Caballero was born in Tampico, Tamaulipas, into a family of 11 children, moving to Mexico City at a young age and was a normal school teacher who also studied anthropology. However, he first fell in love with radio at the age of seven, when he participated in a kids' radio program at XEB, a station known as "La B Grande de México". As a professor of communications, he was instrumental in establishing the communications program at the Universidad Autónoma Metropolitana Cuajimalpa campus.

In 1977, Caballero began hosting a show on Canal Once and was eventually named the channel's director of news, the first in a series of public media leadership posts that Caballero would hold. In 1981, he was tapped to head Canal 13, at the time state-owned, leaving soon after to help establish and lead state broadcast systems in Sonora (1982–1984), Quintana Roo (1983–1988), and Oaxaca (1988–1992).

After a pair of two-year stints in the press offices of the Secretariat of Tourism and National Savings Bonds, Caballero returned to television in 1996, hosting the successful series Realidades for CNI Canal 40. In 1999, he became the first director of the new Canal del Congreso, a tenure that would make him a lightning rod for controversy. The head of the Chamber of Deputies, Beatriz Paredes Rangel, opted to remove Caballero from the post in 2002 after a series of controversial decisions, including covering demonstrations by striking teachers, placing former students of his in high-paying positions, and staging three straight hours of coverage of an EZLN event. Caballero remained active in journalism and communications, founding the Mexican Association for the Right to Information (AMEDI) in 2001 and hosting a program on TV UNAM from 2012 to 2014. In 2014, he was honored by the Universidad de Guadalajara with the Fernando Benítez Cultural Journalism Award.

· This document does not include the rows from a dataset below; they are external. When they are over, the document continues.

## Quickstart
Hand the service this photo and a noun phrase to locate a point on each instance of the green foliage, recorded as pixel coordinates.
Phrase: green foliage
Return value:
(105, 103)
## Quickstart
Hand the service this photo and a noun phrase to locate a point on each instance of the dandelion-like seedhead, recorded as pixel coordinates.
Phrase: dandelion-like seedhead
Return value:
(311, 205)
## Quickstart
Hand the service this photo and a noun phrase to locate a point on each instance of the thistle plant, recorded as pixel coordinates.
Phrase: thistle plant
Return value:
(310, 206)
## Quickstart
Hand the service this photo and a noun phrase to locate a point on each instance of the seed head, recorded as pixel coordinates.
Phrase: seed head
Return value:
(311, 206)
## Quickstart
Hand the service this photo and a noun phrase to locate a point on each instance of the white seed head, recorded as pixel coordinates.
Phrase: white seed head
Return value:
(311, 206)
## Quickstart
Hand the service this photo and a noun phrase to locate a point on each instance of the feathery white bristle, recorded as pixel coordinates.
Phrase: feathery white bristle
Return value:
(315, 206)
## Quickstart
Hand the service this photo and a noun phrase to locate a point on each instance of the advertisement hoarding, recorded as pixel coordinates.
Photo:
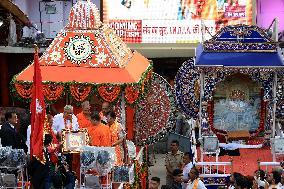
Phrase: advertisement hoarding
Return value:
(173, 21)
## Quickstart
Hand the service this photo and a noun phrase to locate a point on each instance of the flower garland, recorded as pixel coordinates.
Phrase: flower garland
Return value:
(131, 94)
(80, 92)
(221, 133)
(53, 92)
(24, 90)
(109, 93)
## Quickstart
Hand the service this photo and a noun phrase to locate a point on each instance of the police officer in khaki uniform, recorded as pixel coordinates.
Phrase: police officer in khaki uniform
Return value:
(173, 160)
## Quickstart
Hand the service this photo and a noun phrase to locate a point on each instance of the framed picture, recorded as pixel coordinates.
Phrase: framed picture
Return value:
(210, 144)
(278, 144)
(74, 140)
(121, 174)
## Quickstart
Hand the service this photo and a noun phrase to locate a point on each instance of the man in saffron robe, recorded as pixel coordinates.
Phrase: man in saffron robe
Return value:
(117, 136)
(100, 134)
(84, 118)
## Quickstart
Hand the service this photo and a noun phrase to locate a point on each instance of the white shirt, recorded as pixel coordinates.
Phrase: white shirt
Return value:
(28, 142)
(58, 123)
(185, 173)
(200, 185)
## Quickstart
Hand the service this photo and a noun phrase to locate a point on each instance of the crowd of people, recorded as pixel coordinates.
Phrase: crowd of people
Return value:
(62, 169)
(183, 174)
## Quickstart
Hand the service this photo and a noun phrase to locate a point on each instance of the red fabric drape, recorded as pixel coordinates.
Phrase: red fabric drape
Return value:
(220, 133)
(38, 112)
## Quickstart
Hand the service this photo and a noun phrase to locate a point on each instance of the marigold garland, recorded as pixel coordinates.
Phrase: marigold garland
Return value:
(53, 91)
(24, 90)
(220, 133)
(80, 92)
(109, 93)
(131, 94)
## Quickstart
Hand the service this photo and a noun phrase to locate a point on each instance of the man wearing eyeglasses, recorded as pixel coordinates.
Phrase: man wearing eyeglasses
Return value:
(65, 120)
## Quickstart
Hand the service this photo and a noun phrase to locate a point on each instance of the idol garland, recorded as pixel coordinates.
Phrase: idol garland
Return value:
(187, 89)
(188, 101)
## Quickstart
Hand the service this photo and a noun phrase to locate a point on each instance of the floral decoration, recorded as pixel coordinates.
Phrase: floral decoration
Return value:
(131, 93)
(53, 91)
(24, 90)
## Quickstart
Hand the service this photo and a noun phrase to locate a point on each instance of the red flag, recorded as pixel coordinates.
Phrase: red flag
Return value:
(38, 112)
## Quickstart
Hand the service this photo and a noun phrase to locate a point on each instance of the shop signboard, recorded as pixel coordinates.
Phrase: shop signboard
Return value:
(173, 21)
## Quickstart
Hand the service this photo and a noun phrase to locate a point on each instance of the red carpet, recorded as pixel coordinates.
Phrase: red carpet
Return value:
(246, 163)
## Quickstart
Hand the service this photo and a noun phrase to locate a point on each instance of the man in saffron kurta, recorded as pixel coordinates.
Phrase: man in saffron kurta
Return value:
(84, 118)
(100, 134)
(117, 136)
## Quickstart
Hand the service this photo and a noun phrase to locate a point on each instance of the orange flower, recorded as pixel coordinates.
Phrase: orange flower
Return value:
(109, 93)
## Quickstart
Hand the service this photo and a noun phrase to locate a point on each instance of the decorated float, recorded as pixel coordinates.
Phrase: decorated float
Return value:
(234, 89)
(86, 60)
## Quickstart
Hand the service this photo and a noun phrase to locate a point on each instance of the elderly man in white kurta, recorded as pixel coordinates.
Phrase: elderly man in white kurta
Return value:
(65, 120)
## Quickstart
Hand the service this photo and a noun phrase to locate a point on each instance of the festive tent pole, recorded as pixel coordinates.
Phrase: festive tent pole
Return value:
(200, 101)
(274, 104)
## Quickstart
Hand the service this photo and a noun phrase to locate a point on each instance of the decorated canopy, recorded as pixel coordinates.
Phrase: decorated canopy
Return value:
(238, 46)
(88, 56)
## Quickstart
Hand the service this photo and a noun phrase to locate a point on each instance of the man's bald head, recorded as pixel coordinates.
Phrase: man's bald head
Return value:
(85, 104)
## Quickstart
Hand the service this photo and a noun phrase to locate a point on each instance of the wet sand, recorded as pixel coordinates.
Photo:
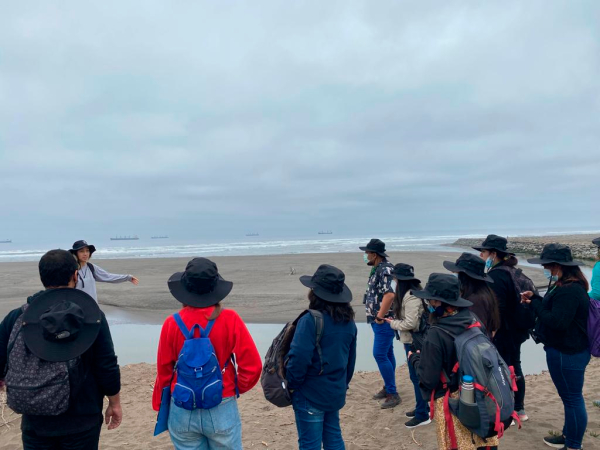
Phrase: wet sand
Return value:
(263, 291)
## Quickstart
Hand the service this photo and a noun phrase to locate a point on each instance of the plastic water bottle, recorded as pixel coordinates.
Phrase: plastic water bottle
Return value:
(467, 391)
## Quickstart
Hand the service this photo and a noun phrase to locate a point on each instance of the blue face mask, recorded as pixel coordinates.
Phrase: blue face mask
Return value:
(549, 275)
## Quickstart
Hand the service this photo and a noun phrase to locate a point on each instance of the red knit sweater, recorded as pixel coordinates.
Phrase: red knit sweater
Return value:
(229, 336)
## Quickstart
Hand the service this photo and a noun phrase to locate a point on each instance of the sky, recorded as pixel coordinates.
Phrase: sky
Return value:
(215, 119)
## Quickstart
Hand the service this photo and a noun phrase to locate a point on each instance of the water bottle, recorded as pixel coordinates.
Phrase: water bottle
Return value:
(467, 392)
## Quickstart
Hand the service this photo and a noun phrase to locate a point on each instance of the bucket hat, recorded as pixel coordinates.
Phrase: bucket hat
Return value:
(328, 283)
(61, 324)
(445, 288)
(404, 272)
(556, 253)
(375, 246)
(494, 242)
(78, 245)
(471, 265)
(200, 285)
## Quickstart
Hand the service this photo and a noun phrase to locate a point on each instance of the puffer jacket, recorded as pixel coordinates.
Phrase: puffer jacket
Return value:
(410, 316)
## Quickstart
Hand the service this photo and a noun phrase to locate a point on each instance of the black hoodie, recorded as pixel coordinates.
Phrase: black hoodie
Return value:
(95, 376)
(439, 354)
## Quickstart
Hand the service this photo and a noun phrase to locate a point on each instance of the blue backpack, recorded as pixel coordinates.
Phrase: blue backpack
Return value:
(199, 376)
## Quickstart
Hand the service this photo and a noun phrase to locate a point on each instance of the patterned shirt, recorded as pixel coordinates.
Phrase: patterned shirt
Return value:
(380, 283)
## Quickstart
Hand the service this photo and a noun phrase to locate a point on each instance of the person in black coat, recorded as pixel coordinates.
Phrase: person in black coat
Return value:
(561, 326)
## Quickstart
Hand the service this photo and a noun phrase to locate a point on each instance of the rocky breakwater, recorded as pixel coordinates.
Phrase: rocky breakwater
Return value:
(581, 244)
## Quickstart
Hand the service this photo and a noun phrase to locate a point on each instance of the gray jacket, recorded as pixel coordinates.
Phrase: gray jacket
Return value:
(410, 315)
(86, 281)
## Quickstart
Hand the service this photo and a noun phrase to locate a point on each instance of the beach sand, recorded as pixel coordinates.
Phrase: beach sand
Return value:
(263, 291)
(364, 424)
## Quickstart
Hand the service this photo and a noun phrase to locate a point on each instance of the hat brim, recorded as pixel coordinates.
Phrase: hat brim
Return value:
(367, 249)
(181, 294)
(343, 297)
(426, 295)
(61, 351)
(452, 267)
(480, 249)
(91, 247)
(550, 261)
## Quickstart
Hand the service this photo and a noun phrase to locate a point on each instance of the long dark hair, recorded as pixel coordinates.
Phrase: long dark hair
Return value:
(401, 289)
(339, 312)
(471, 287)
(573, 274)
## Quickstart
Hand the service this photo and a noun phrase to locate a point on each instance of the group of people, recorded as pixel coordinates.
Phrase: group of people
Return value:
(58, 361)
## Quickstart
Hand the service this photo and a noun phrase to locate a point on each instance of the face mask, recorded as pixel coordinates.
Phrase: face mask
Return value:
(549, 275)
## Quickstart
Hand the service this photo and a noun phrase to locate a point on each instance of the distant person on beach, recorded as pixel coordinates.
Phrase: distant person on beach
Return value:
(509, 338)
(449, 316)
(89, 273)
(319, 391)
(475, 288)
(408, 310)
(378, 300)
(60, 334)
(201, 290)
(561, 326)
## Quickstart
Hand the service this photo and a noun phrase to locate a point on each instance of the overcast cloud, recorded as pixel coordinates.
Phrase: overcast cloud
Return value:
(219, 118)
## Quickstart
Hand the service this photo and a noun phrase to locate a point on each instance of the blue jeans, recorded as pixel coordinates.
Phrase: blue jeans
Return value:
(383, 352)
(421, 407)
(568, 373)
(203, 429)
(316, 426)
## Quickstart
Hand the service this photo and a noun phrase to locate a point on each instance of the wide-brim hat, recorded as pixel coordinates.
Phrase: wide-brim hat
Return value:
(61, 324)
(471, 265)
(328, 283)
(556, 253)
(78, 245)
(404, 272)
(200, 285)
(494, 242)
(444, 288)
(375, 246)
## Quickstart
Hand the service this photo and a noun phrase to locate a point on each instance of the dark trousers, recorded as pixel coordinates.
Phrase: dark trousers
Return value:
(510, 351)
(85, 440)
(568, 374)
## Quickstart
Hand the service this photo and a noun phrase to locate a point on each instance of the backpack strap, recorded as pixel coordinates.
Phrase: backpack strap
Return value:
(319, 323)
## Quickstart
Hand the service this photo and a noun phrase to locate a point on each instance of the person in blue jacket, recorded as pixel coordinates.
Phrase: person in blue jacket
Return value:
(319, 391)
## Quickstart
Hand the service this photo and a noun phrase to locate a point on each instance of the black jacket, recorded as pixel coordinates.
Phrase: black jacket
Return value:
(562, 318)
(439, 354)
(95, 376)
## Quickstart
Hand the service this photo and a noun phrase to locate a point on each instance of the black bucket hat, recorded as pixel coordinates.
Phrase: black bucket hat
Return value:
(471, 265)
(328, 284)
(78, 245)
(556, 253)
(61, 324)
(200, 285)
(494, 242)
(375, 246)
(404, 272)
(445, 288)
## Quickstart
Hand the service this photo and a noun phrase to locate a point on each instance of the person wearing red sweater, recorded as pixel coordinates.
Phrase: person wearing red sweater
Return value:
(201, 289)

===Federal and local legislator===

In 2014, Caballero became a founding member of the new National Regeneration Movement (MORENA) party. The next year, he was elected from Mexico City's third electoral district, in Azcapotzalco, to the Chamber of Deputies for the 63rd Congress. During his three years in San Lázaro, Caballero was a secretary on the Radio and Television Commission and also sat on the special commission set up to investigate the 2016 conflict in Nochixtlán, Oaxaca. While a legislator, Caballero's apartment was destroyed by the 2017 Mexico City earthquake.

After his three years in the federal legislature, Caballero successfully ran to represent a portion of Azcapotzalco in the Congress of Mexico City and became the spokesman for the MORENA caucus in the city legislature. After a brief illness, Caballero died on 25 March 2019.